Her phone lay dark on the coffee table. David's last message still burned in her memory: "I think we need different things."

On screen, a zombie movie played. The creatures shuffled through what looked like downtown Seattle. David had lived there before they met. She wondered which building had been his apartment, which coffee shop he'd mentioned in that story about his early twenties, the one that made her laugh so hard she'd cried.

"He said he loved me," she whispered to Bastet. The cat's golden eyes remained inscrutable.

David had been like a sphinx himself — calm, mysterious, asking questions that seemed simple but weren't. "What do you really want?" he'd ask, fingers trailing down her arm. "Where do you see yourself in five years?" The riddles had seemed romantic then. Now they felt like something else entirely.

She clicked through channels. A baseball game from 1998, rerun on some nostalgia network. The crowd's roar swelled and faded. She remembered sitting in her father's living room, watching the World Series, the way he'd explained each play with patient enthusiasm. He'd been gone three years now.

Her phone lit up. David.

Maria's thumb hovered over the screen. The zombie movie's protagonists fought their way through another herd of undead, struggling toward something that looked like hope. She felt like one of them lately — moving through days that felt somehow not quite alive, pretending everything was fine.
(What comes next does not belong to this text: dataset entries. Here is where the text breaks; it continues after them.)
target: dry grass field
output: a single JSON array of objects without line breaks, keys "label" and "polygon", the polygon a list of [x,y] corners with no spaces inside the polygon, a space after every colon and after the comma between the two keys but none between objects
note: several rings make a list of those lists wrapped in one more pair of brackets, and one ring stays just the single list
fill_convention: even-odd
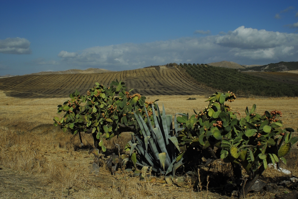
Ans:
[{"label": "dry grass field", "polygon": [[298,85],[298,73],[284,72],[252,72],[247,74],[271,80]]},{"label": "dry grass field", "polygon": [[[190,97],[196,100],[186,100]],[[159,99],[159,105],[163,103],[167,114],[192,114],[193,109],[200,110],[206,106],[204,101],[207,97],[151,95],[147,98],[151,101]],[[153,177],[140,181],[138,177],[121,171],[113,176],[104,165],[99,174],[90,173],[94,160],[93,155],[88,153],[89,143],[92,143],[90,135],[83,134],[86,146],[81,148],[77,137],[64,133],[52,125],[53,116],[58,115],[57,105],[67,99],[15,98],[0,91],[0,198],[232,198],[211,190],[207,192],[205,188],[202,192],[198,192],[195,179],[190,178],[186,178],[187,183],[183,187],[168,186],[157,182],[159,179]],[[265,110],[281,110],[284,126],[295,130],[298,127],[297,98],[238,97],[229,104],[232,110],[239,111],[241,116],[245,114],[246,106],[250,108],[254,104],[259,113]],[[123,140],[129,137],[129,133],[125,135],[106,143],[109,151],[113,150],[114,143],[124,144]],[[296,151],[294,148],[293,151]],[[283,166],[298,176],[297,155],[293,152],[288,156],[288,164]],[[268,168],[262,178],[274,182],[288,177]],[[276,193],[287,190],[279,189],[262,194],[252,193],[246,198],[269,198]]]},{"label": "dry grass field", "polygon": [[194,85],[177,69],[165,66],[102,73],[24,75],[0,79],[0,90],[21,98],[67,97],[78,88],[85,93],[94,83],[109,85],[122,80],[132,93],[146,95],[206,95],[210,89]]}]

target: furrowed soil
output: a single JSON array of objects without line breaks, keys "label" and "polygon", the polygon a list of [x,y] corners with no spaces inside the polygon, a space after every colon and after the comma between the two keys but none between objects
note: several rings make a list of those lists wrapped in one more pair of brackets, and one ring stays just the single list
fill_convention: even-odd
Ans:
[{"label": "furrowed soil", "polygon": [[144,95],[209,95],[209,88],[194,84],[176,69],[160,66],[119,72],[89,74],[24,75],[0,79],[0,90],[23,98],[64,97],[78,88],[86,93],[95,82],[109,86],[116,79],[132,94]]},{"label": "furrowed soil", "polygon": [[247,74],[270,80],[298,85],[298,71],[294,71],[297,72],[247,72]]},{"label": "furrowed soil", "polygon": [[[151,176],[140,181],[139,177],[121,171],[112,176],[104,164],[99,173],[90,173],[94,157],[88,153],[94,146],[90,134],[82,134],[84,146],[81,147],[78,136],[64,133],[52,124],[53,116],[59,116],[57,105],[67,98],[22,98],[7,96],[4,92],[0,91],[0,198],[233,198],[211,191],[210,187],[208,192],[205,187],[201,192],[198,191],[197,184],[191,178],[185,178],[184,187],[169,187],[157,182],[162,177]],[[190,97],[196,99],[186,100]],[[207,104],[204,101],[207,98],[202,95],[147,98],[150,101],[159,99],[159,104],[164,104],[167,114],[192,114],[194,109],[201,110]],[[281,111],[284,126],[298,127],[298,98],[238,97],[228,103],[232,110],[240,113],[238,117],[244,117],[246,106],[250,108],[254,104],[257,112],[262,115],[265,110]],[[115,151],[115,143],[123,145],[130,136],[129,133],[125,133],[120,138],[106,141],[106,155]],[[283,167],[297,176],[296,145],[288,155],[288,165]],[[268,168],[262,178],[276,182],[289,177]],[[251,193],[246,198],[270,198],[287,191],[280,189],[261,194]]]}]

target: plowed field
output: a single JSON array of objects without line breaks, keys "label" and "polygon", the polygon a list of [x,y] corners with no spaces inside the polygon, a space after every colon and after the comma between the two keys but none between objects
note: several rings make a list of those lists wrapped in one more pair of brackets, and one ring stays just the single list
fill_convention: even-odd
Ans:
[{"label": "plowed field", "polygon": [[[109,85],[121,80],[133,93],[145,95],[207,95],[212,91],[194,84],[177,69],[161,66],[103,73],[23,76],[0,79],[0,90],[7,96],[22,98],[68,96],[77,89],[85,94],[98,82]],[[212,92],[211,93],[211,92]]]},{"label": "plowed field", "polygon": [[247,74],[269,80],[298,85],[298,74],[284,72],[248,72]]}]

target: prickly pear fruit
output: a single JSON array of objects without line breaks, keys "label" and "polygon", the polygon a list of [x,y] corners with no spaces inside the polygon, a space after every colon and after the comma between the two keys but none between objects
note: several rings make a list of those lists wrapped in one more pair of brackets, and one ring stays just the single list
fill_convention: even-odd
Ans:
[{"label": "prickly pear fruit", "polygon": [[287,154],[290,151],[290,148],[291,145],[289,143],[287,143],[283,145],[278,150],[277,155],[278,157],[283,157]]},{"label": "prickly pear fruit", "polygon": [[231,149],[230,149],[230,153],[231,153],[231,155],[233,158],[238,158],[239,156],[240,153],[238,153],[238,148],[235,146],[233,146],[231,148]]}]

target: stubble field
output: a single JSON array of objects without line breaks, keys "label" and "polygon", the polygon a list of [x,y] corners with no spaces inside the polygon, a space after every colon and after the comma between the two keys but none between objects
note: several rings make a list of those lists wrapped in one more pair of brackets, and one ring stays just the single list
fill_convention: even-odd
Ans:
[{"label": "stubble field", "polygon": [[[186,100],[190,97],[196,100]],[[194,109],[200,110],[206,106],[204,101],[207,98],[199,95],[147,97],[150,101],[159,99],[159,105],[163,103],[167,114],[192,114]],[[197,185],[190,178],[186,179],[188,183],[183,187],[167,186],[156,182],[159,179],[153,177],[140,181],[139,177],[121,171],[113,176],[104,165],[99,174],[90,173],[94,157],[88,153],[88,148],[92,147],[89,145],[92,143],[90,135],[83,134],[86,146],[80,148],[77,137],[64,133],[52,125],[53,116],[59,115],[57,105],[67,99],[14,98],[0,92],[0,198],[230,198],[210,190],[207,196],[205,189],[198,192]],[[284,126],[295,130],[298,127],[297,98],[238,97],[229,103],[232,110],[241,113],[238,117],[245,115],[246,106],[250,108],[254,104],[260,114],[266,110],[280,110]],[[114,149],[114,143],[125,144],[129,133],[125,135],[106,143],[108,151]],[[293,148],[295,150],[297,147]],[[283,167],[298,176],[297,155],[292,153],[288,157],[291,160]],[[265,181],[274,181],[288,177],[268,168],[262,178]],[[248,196],[269,198],[276,193],[287,190],[279,189],[261,195],[252,193]]]}]

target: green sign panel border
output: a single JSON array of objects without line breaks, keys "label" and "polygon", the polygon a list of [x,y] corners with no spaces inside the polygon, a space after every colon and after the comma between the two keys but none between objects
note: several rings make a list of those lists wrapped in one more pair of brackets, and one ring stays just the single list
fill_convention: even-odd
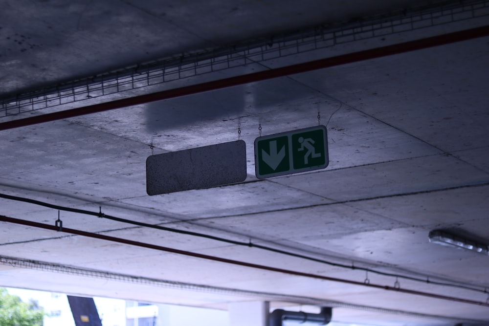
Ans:
[{"label": "green sign panel border", "polygon": [[[292,152],[292,150],[293,149],[297,149],[297,146],[294,146],[293,145],[292,139],[297,139],[298,134],[303,134],[306,133],[307,134],[311,134],[311,133],[314,133],[314,132],[317,132],[318,131],[322,132],[322,144],[319,145],[322,145],[322,146],[324,146],[324,157],[319,160],[315,159],[314,158],[311,157],[311,159],[313,160],[313,162],[314,162],[316,165],[311,165],[308,166],[306,167],[297,169],[294,168],[294,155]],[[268,153],[271,154],[269,152],[270,142],[273,140],[277,140],[277,142],[276,143],[277,144],[276,150],[277,152],[280,152],[280,151],[282,149],[280,144],[283,144],[283,141],[281,141],[281,139],[283,139],[284,136],[287,137],[288,138],[288,146],[287,148],[285,148],[286,155],[286,157],[283,159],[288,160],[288,164],[286,164],[284,162],[281,162],[280,164],[278,165],[276,169],[276,170],[278,170],[277,172],[269,172],[270,171],[273,170],[271,169],[264,161],[262,153],[260,152],[260,151],[259,151],[259,150],[264,149],[264,146],[263,145],[261,145],[260,144],[268,143],[268,146],[265,149],[266,151],[268,149],[269,150]],[[265,143],[263,143],[263,142],[265,142]],[[284,132],[280,132],[278,133],[274,133],[271,135],[267,135],[266,136],[259,137],[255,139],[254,150],[255,174],[256,175],[256,177],[259,179],[266,179],[267,178],[273,177],[274,176],[287,175],[288,174],[300,173],[301,172],[307,172],[308,171],[321,170],[326,168],[329,164],[329,155],[328,148],[328,132],[326,126],[323,125],[315,126],[314,127],[308,127],[307,128],[297,129],[296,130],[289,130]],[[296,157],[296,164],[297,164],[297,158]],[[266,166],[263,166],[264,165],[265,165]],[[286,166],[289,167],[288,170],[280,170],[281,167]]]}]

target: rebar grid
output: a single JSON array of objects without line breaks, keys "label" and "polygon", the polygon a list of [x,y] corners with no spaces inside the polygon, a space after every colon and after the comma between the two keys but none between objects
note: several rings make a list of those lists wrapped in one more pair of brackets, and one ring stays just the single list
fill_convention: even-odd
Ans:
[{"label": "rebar grid", "polygon": [[190,53],[18,94],[0,100],[0,118],[143,88],[335,45],[489,16],[489,0],[458,2],[395,17],[307,31],[205,52]]}]

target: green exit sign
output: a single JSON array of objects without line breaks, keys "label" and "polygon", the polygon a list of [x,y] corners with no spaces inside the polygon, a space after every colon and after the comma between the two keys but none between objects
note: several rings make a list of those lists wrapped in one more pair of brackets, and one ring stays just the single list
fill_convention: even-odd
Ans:
[{"label": "green exit sign", "polygon": [[255,170],[259,179],[324,169],[329,163],[324,126],[255,139]]}]

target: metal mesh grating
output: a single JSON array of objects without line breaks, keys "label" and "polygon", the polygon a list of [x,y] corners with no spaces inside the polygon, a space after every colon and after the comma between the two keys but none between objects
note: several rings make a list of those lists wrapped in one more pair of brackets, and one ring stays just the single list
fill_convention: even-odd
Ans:
[{"label": "metal mesh grating", "polygon": [[0,100],[0,118],[111,94],[121,94],[123,96],[128,91],[252,63],[261,64],[266,69],[267,62],[272,59],[487,16],[489,0],[475,0],[338,27],[318,26],[300,33],[188,54],[18,94]]}]

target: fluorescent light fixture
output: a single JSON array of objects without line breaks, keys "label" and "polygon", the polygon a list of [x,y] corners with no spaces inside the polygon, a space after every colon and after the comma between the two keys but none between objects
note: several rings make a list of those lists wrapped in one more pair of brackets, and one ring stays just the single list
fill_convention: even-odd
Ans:
[{"label": "fluorescent light fixture", "polygon": [[429,241],[444,246],[472,250],[479,254],[489,255],[488,246],[475,241],[466,239],[440,230],[430,231],[428,236]]}]

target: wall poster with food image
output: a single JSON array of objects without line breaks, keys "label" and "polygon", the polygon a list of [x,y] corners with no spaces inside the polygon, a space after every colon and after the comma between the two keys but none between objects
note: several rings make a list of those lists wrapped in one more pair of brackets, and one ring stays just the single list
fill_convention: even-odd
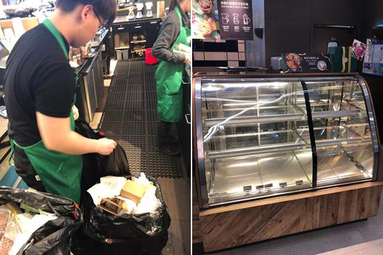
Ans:
[{"label": "wall poster with food image", "polygon": [[221,39],[254,39],[251,0],[217,0]]},{"label": "wall poster with food image", "polygon": [[332,72],[330,58],[322,54],[283,53],[282,65],[286,72]]},{"label": "wall poster with food image", "polygon": [[193,0],[193,39],[219,39],[218,22],[215,18],[216,1]]}]

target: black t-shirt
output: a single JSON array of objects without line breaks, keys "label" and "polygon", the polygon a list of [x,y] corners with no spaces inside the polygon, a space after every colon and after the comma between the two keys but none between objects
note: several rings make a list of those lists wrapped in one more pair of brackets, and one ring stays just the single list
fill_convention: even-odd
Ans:
[{"label": "black t-shirt", "polygon": [[54,36],[42,24],[25,33],[10,52],[4,77],[9,135],[24,146],[40,141],[36,112],[69,117],[75,91],[73,70]]}]

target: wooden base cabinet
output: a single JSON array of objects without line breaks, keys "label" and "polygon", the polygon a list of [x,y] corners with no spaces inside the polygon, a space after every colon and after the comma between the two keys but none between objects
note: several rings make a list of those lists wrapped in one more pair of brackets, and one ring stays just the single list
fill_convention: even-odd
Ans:
[{"label": "wooden base cabinet", "polygon": [[366,183],[199,212],[200,240],[214,252],[375,216],[383,183]]}]

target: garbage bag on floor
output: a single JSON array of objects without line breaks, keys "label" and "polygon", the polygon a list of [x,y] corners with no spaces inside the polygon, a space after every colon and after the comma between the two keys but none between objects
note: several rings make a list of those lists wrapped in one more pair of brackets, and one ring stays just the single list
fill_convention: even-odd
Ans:
[{"label": "garbage bag on floor", "polygon": [[81,211],[75,202],[47,193],[0,187],[0,206],[10,202],[36,213],[47,212],[56,217],[36,231],[17,255],[70,254],[72,235],[81,224]]},{"label": "garbage bag on floor", "polygon": [[[84,121],[76,121],[75,128],[76,132],[85,137],[93,139],[104,137],[100,132],[95,132]],[[119,144],[117,144],[113,153],[107,156],[98,153],[85,154],[82,156],[82,161],[81,190],[83,193],[99,182],[101,177],[123,176],[130,174],[126,153]]]},{"label": "garbage bag on floor", "polygon": [[88,194],[84,195],[84,222],[73,254],[86,254],[86,251],[95,249],[99,254],[161,254],[168,240],[171,219],[159,184],[155,178],[148,178],[156,186],[156,196],[162,203],[154,215],[115,216],[97,207]]}]

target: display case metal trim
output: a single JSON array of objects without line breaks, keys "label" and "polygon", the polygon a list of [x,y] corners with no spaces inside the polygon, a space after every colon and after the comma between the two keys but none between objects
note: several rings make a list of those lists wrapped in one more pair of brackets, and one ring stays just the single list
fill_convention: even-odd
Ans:
[{"label": "display case metal trim", "polygon": [[367,114],[368,114],[368,121],[370,123],[370,132],[371,133],[371,139],[373,140],[374,150],[374,169],[373,170],[373,180],[376,180],[377,179],[379,164],[379,141],[377,140],[375,119],[372,109],[372,100],[370,93],[368,93],[366,80],[360,75],[356,75],[355,77],[361,87],[362,92],[364,95],[366,107],[367,107]]},{"label": "display case metal trim", "polygon": [[[202,97],[201,97],[201,78],[196,78],[194,85],[194,100],[196,109],[202,109]],[[201,111],[194,111],[196,114],[196,146],[197,146],[197,160],[198,169],[199,173],[199,184],[201,185],[201,196],[202,208],[207,209],[209,208],[209,199],[208,196],[208,187],[206,185],[206,173],[205,171],[205,157],[203,150],[203,134],[202,128],[202,112]]]},{"label": "display case metal trim", "polygon": [[[359,179],[355,179],[354,177],[349,177],[343,178],[341,180],[336,180],[334,181],[330,181],[329,183],[318,183],[318,185],[314,185],[315,187],[308,187],[307,188],[304,188],[303,186],[301,186],[301,188],[303,187],[303,189],[299,189],[297,190],[295,190],[294,187],[284,187],[281,188],[280,192],[276,192],[275,191],[270,192],[270,194],[265,194],[265,193],[267,192],[267,191],[265,191],[262,194],[262,199],[267,198],[267,197],[271,197],[271,196],[278,196],[285,194],[289,194],[292,193],[299,193],[299,192],[305,192],[307,191],[315,191],[319,190],[323,190],[327,189],[331,187],[339,187],[339,186],[345,186],[354,183],[365,183],[365,182],[370,182],[371,180],[375,180],[377,179],[377,168],[378,168],[378,161],[379,161],[379,143],[377,141],[377,138],[376,137],[377,132],[376,132],[376,128],[375,125],[375,119],[373,116],[373,112],[372,111],[371,109],[371,100],[370,98],[370,95],[367,88],[367,86],[366,85],[366,82],[364,79],[359,76],[359,75],[352,75],[350,74],[345,75],[336,75],[336,74],[331,74],[332,75],[328,75],[326,77],[313,77],[313,76],[302,76],[301,74],[300,75],[282,75],[282,76],[259,76],[259,75],[246,75],[244,77],[243,75],[226,75],[226,76],[205,76],[205,75],[200,75],[198,77],[196,77],[195,79],[195,103],[196,103],[196,146],[197,146],[197,157],[198,157],[198,173],[200,177],[200,185],[201,185],[201,201],[202,201],[202,208],[203,209],[208,209],[209,208],[216,207],[218,206],[222,206],[228,203],[235,203],[239,202],[243,202],[245,201],[249,201],[249,200],[254,200],[255,199],[257,199],[260,196],[259,194],[256,194],[255,193],[251,194],[250,193],[247,194],[233,194],[233,196],[230,196],[230,197],[235,197],[236,199],[233,201],[233,199],[230,199],[230,197],[219,197],[218,196],[217,197],[210,197],[209,198],[208,194],[208,189],[207,189],[207,184],[206,184],[206,175],[205,171],[205,151],[203,148],[203,128],[202,128],[202,104],[203,104],[203,98],[202,98],[202,82],[203,79],[203,84],[205,85],[208,84],[214,84],[217,85],[218,82],[229,82],[228,79],[230,79],[230,82],[240,82],[241,84],[249,84],[249,83],[253,83],[256,82],[299,82],[302,84],[302,82],[326,82],[326,81],[354,81],[358,82],[359,85],[361,87],[364,95],[364,100],[365,103],[367,107],[367,115],[369,119],[369,123],[370,127],[370,133],[371,133],[371,139],[368,139],[368,141],[373,141],[373,153],[374,153],[374,167],[373,169],[373,178],[366,178],[364,180]],[[281,80],[281,78],[283,78],[283,80]],[[247,82],[245,82],[245,81]],[[303,87],[303,86],[302,86]],[[199,111],[198,111],[199,109]],[[326,117],[342,117],[345,116],[358,116],[361,113],[361,109],[356,109],[356,110],[350,110],[350,111],[325,111],[325,112],[313,112],[312,113],[312,118],[326,118]],[[236,121],[233,121],[233,123],[234,124],[241,124],[244,123],[244,121],[247,121],[249,123],[253,123],[253,122],[257,122],[258,123],[260,121],[264,120],[265,121],[269,122],[270,118],[273,118],[272,122],[275,122],[276,120],[282,120],[282,121],[285,121],[286,120],[286,118],[296,118],[297,119],[302,119],[304,118],[306,118],[306,114],[305,113],[301,113],[301,114],[286,114],[288,115],[288,116],[244,116],[244,117],[239,117],[237,118]],[[254,119],[256,118],[256,121],[254,121]],[[209,123],[208,125],[214,125],[217,123],[219,123],[222,121],[225,120],[225,118],[212,118],[212,119],[207,119],[205,121],[205,124]],[[236,122],[235,122],[236,121]],[[230,123],[226,123],[226,124],[229,124]],[[312,131],[312,130],[311,130]],[[311,132],[310,131],[310,132]],[[337,140],[324,140],[324,141],[320,141],[316,140],[316,147],[320,148],[323,146],[334,146],[334,145],[339,145],[339,144],[344,144],[344,143],[347,143],[347,144],[358,144],[358,143],[363,143],[364,142],[365,139],[360,138],[360,139],[337,139]],[[279,151],[281,152],[281,150],[286,147],[286,149],[295,149],[295,150],[301,150],[308,148],[307,144],[283,144],[283,145],[278,145],[278,146],[267,146],[265,148],[260,148],[259,146],[257,147],[251,147],[251,148],[237,148],[237,149],[230,149],[230,150],[224,150],[221,151],[214,151],[214,152],[208,152],[208,155],[210,159],[215,160],[222,157],[230,157],[233,156],[238,156],[238,155],[243,155],[243,156],[249,156],[254,153],[269,153],[274,151]],[[311,147],[311,145],[310,145]],[[315,151],[316,153],[316,151]],[[313,176],[315,175],[317,176],[318,173],[313,172]],[[347,180],[347,183],[344,183],[345,180]],[[315,181],[316,183],[316,181]],[[316,183],[315,183],[316,184]],[[282,192],[281,190],[283,190]],[[241,196],[241,197],[240,197]],[[259,197],[260,198],[260,197]],[[210,202],[213,202],[214,203],[210,204]]]}]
She didn't answer. Instead, she turned off the cable. The room went dark, illuminated only by streetlights filtering through the blinds.

Bastet shifted, purring against her ribs. The vibration grounded her. Some riddles weren't meant to be solved in the middle of the night.

"Sleep," she told herself. "Just sleep."

But as she closed her eyes, David's voice echoed in her memory: "What are you afraid of?"

The sphinx's question, finally answered: she was afraid of waking up alone.